1958 Goggomobil Dart
Sold For $54,050Inclusive of applicable buyer's fee.
An Australian icon.
Manufacturer: Buckle Motors Pty. Ltd.
Origin: Sydney, New South Wales, Australia
Motor: Glas 2-cyl, 2-stroke
Displacement: 293 cc
Power: 15 hp
Length: 10 ft.
Identification No. 131383
Buckle Motors had a large plant in Punchbowl, Australia, where they prepared cars like Armstrong-Siddeley, Citroën, Borgward, Goliath, Lloyd, and DeSoto trucks for the Australian market. An ambitious Bill Buckle wished to move on from his father’s extensive retail car business to actual production. He had been inspired, as had many entrepreneurs in the early fifties, by the possibilities of fiberglass as a body construction material. He took two years to develop a high-quality automobile, the Cobra-like Buckle 2.5-liter coupe, based on Ford Zephyr components, of which 25 examples were built from 1957.

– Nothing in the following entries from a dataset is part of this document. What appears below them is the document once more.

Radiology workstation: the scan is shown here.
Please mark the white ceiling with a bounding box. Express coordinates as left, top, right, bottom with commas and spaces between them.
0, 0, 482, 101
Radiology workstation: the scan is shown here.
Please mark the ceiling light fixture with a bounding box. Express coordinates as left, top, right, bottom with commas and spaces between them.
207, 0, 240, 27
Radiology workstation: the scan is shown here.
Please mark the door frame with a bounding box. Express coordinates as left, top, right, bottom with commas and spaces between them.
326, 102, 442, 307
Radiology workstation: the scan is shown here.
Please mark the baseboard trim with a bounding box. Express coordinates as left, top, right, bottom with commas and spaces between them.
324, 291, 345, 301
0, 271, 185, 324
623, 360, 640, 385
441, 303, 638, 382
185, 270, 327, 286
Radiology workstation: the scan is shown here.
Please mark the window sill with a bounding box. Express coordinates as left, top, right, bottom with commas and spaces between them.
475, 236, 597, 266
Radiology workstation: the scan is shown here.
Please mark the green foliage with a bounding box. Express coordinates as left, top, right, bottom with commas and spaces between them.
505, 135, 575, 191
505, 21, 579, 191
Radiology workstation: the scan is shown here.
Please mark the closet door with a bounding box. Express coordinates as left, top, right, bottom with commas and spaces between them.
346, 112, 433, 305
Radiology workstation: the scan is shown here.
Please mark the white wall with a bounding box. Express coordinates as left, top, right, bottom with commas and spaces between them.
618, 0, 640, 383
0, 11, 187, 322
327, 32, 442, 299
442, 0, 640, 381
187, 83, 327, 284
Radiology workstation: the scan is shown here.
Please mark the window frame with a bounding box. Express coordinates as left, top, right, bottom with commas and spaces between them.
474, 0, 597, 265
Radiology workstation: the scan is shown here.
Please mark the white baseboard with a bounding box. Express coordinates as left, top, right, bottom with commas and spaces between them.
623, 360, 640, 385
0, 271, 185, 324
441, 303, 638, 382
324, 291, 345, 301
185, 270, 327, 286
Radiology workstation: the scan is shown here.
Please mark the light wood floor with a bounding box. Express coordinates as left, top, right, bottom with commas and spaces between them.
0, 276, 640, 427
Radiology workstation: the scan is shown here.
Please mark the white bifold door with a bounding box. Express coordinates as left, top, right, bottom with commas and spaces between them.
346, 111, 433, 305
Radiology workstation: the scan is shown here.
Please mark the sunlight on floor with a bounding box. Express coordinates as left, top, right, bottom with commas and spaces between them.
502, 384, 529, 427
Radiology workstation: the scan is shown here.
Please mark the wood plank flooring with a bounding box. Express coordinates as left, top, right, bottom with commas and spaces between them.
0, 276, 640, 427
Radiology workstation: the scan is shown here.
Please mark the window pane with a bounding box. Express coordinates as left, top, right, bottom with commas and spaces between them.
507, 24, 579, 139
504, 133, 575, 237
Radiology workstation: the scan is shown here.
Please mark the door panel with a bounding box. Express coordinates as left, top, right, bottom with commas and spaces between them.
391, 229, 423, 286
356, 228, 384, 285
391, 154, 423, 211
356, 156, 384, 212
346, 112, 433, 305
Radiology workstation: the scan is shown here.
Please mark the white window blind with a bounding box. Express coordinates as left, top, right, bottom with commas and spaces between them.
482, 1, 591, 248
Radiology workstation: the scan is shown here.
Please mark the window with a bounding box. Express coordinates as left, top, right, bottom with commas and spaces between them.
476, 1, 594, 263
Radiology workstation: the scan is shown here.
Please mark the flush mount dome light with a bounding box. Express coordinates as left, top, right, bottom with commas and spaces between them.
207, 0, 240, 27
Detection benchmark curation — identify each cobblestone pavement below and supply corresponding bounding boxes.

In Australia there was a ready market for a light, economical car, and Buckle himself traveled to Bavaria, Germany to meet with the director of the largest, most successful small car firm in Europe, Hans Glas GmbH in Dingolfing. Despite the language barrier, he managed to secure a license for building Goggomobil cars in Australia. Rather than importing whole cars, he would import only complete chassis and parts, saving money on taxes and import duties. Using his experience with fiberglass from building his own cars, he pulled molds from original cars and produced near-exact copies of the sedan and coupe. The slab-sided transporter received a much more bulbous unique-to-Australia body.
But the Goggomobil Dart was Bill Buckle’s very own creation. He brought his drawings to panel beater Stan Brown, who made the steel original for the molds. As with the other Goggos, the standard pressed steel platform chassis was used. The Dart was much easier to mould than the other models, due to its lack of doors. It was made with two halves bolted together at the waistline. A dashboard, headlight nacelles, a trunk lid, and air intakes completed the assembly. Quite a few parts from the sedan were used, such as badges, lights, and the trunk grille. The window was a Renault Dauphine.
Buckle recalls, “We couldn’t make them fast enough. The reviewers of the time loved it, and with the 400-cubic centimeter motor and an amazing constant-mesh gearbox, you couldn’t stay with it. A number of motoring journalists bought them.”
Today, the sleek little sportster has become an Australian icon, with a popular advert for the Yellow Pages that featured Tommy Dysart saying, “Not the Dart” and typing the letters “G O G G O,” securing it firmly in the Australian public’s mind. This car is an excellent, very correct example of a highly desirable collector’s microcar.